3 Gedanken zu „Werbeblocker und all sowas

  1. Ich kann deinen Standpunkt verstehen, aber „Bevormundung“ würde ich es nicht nennen. Ich zwinge niemanden die Bewerbeblöcke anzuschauen oder darauf zu klicken. Es muss lediglich die Möglichkeit bestehen und das halte ich für zumutbar.

    @Du hast keine Wahl
    Da fällt mir spontan ein Lied von den Ärzten ein „deine Schuld“:
    …Glaub keinem der dir sagt, dass du nichts veärndern kannst
    Die die das behaupten haben nur vor Veränderungen Angst
    Es sind die Selben die erklären es sei gut so, wie es ist
    Und wenn du etwas ändern willst, dann bist du automatisch Terrorist….

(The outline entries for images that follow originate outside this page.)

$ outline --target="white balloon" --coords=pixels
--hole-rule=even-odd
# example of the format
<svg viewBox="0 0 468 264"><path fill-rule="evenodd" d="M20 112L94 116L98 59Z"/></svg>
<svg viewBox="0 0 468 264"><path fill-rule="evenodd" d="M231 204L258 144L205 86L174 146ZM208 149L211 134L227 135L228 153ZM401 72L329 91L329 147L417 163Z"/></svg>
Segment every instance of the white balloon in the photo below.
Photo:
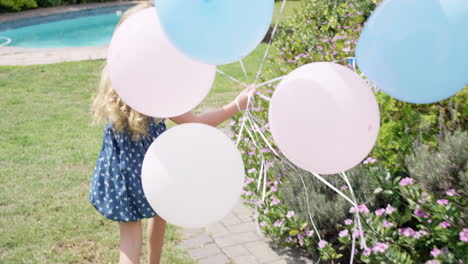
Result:
<svg viewBox="0 0 468 264"><path fill-rule="evenodd" d="M244 163L234 143L216 128L183 124L161 134L142 167L146 199L163 219L199 228L221 220L244 184Z"/></svg>
<svg viewBox="0 0 468 264"><path fill-rule="evenodd" d="M216 75L216 66L194 61L172 46L154 7L131 15L116 29L107 63L112 86L125 103L154 117L195 108Z"/></svg>
<svg viewBox="0 0 468 264"><path fill-rule="evenodd" d="M288 74L273 94L269 120L284 155L319 174L359 164L372 150L380 128L371 87L354 71L327 62Z"/></svg>

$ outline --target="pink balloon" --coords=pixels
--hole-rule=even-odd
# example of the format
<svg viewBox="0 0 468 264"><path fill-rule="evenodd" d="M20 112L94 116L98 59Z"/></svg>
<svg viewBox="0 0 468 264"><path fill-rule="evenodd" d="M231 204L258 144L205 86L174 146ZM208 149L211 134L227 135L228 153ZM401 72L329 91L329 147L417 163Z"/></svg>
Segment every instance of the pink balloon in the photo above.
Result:
<svg viewBox="0 0 468 264"><path fill-rule="evenodd" d="M119 96L154 117L174 117L196 107L216 75L216 66L194 61L172 46L155 8L133 14L116 29L107 62Z"/></svg>
<svg viewBox="0 0 468 264"><path fill-rule="evenodd" d="M377 100L352 70L334 63L304 65L273 94L269 119L279 149L319 174L353 168L372 150L380 127Z"/></svg>

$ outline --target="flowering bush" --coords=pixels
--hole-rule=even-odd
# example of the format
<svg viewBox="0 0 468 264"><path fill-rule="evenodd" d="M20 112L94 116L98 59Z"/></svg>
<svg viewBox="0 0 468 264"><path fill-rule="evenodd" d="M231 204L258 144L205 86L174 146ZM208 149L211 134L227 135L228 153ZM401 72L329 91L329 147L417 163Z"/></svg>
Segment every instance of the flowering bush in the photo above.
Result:
<svg viewBox="0 0 468 264"><path fill-rule="evenodd" d="M351 220L339 225L339 244L321 247L323 259L337 260L351 249L352 234L364 235L367 248L356 250L363 263L464 263L468 260L468 229L463 213L466 199L447 190L443 199L424 191L412 178L396 179L392 188L406 203L404 211L392 205L374 212L360 211L363 230ZM323 243L322 243L323 245Z"/></svg>
<svg viewBox="0 0 468 264"><path fill-rule="evenodd" d="M380 2L304 1L304 7L273 38L280 53L272 64L280 66L271 74L285 75L307 63L354 56L363 23ZM376 97L381 108L381 129L372 157L392 173L408 172L404 157L412 152L417 139L436 147L444 131L467 127L468 89L450 100L428 105L401 102L382 92Z"/></svg>
<svg viewBox="0 0 468 264"><path fill-rule="evenodd" d="M313 61L352 56L362 23L376 3L343 2L305 1L304 9L274 38L280 54L271 59L279 66L268 76L284 75ZM272 89L270 85L262 92L271 96ZM245 121L239 145L247 168L243 197L257 209L260 228L280 245L332 263L349 262L353 235L358 239L364 235L368 245L365 249L358 245L358 263L465 261L461 253L466 250L466 205L460 196L464 185L444 189L443 197L436 198L416 184L405 163L416 139L434 150L441 132L466 127L465 91L433 105L411 105L376 94L382 127L373 158L348 172L360 204L356 209L310 173L272 153L270 147L281 155L269 132L268 102L259 99L251 111L252 122L238 118L231 126L237 135ZM338 175L325 178L351 195ZM449 194L453 195L446 197ZM350 218L355 210L364 220L362 230L355 230Z"/></svg>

    Was ich damit sagen will ist, dass du immer eine Wahl hast und wenn du es besser machen kannst, dann tu es. Ich gebe dir recht, dass man dadurch vielleicht 20%, 30% oder sogar 50% seiner Leser verliert, aber dann ist es so. Ich bin aber der Meinung, dass Fehlverhalten korrigiert werden kann:)

  2. Der Umgang mit einem Adblocker verlangt natürlich vom Anwender auch etwas!

    Zunächst wird diese Art von Tool installiert, um hässliche und aggressive Werbung zu blockieren. Allerdings kann der User jederzeit (je nach Webseite) Ausnahmen zulassen. Hintergrund: Bezahle ich den Autor via Werbeeinblendung für seine Arbeit mir diese Informationen zur Verfügung zu stellen. Oder lebe ich die Kostenloskultur und bin dann irgendwann bei einem Redaktionsbüro in Hannover, welches mir Lokaljournalismus für Leipzig anbieten will.

    P.S.: Schau Dir mal https://laterpay.net/ an. Ist ein interessantes Konzept bzgl. Erlösgenerierung.

    Achso – es kommt natürlich darauf an, ob Mann/Frau/Mensch vom Schreiben leben will oder muss bzw. es um ein echtes „Hobby“ geht.

  3. Hi Henning,
    ich setze keine Werbeblocker ein und habe nie Werbeblocker eingesetzt. Wenn ein Blog mit überdimensionalen Layern und PopUps arbeitet, muss ich schauen, wie wichtig es für mich ist, dort Feedback zu hinterlassen und ob ich das Blog schon länger kenne. So schnell verschwinde ich nicht, aber es wäre schon etwas störend, wenn bei jedem Seitenaufruf ein PopUp auftauchen würde.

    Ich denke, dass die meisten deutschen Blogs keine PopUps einsetzen und das ist auch gut so. Kleinere Bildchen wie Hinweise auf Social Media oder wegen dem Mail-Abo sind kein Problem und da können es auch kleinere PopUps sein, die mich nicht stören. Alles was gross ist und die Seite verdeckt, ist schon eine andere Liga und das empfinde ich als störend. Aber hey, das muss jeder Blogger selber wissen, ob er damit arbeiten möchte :).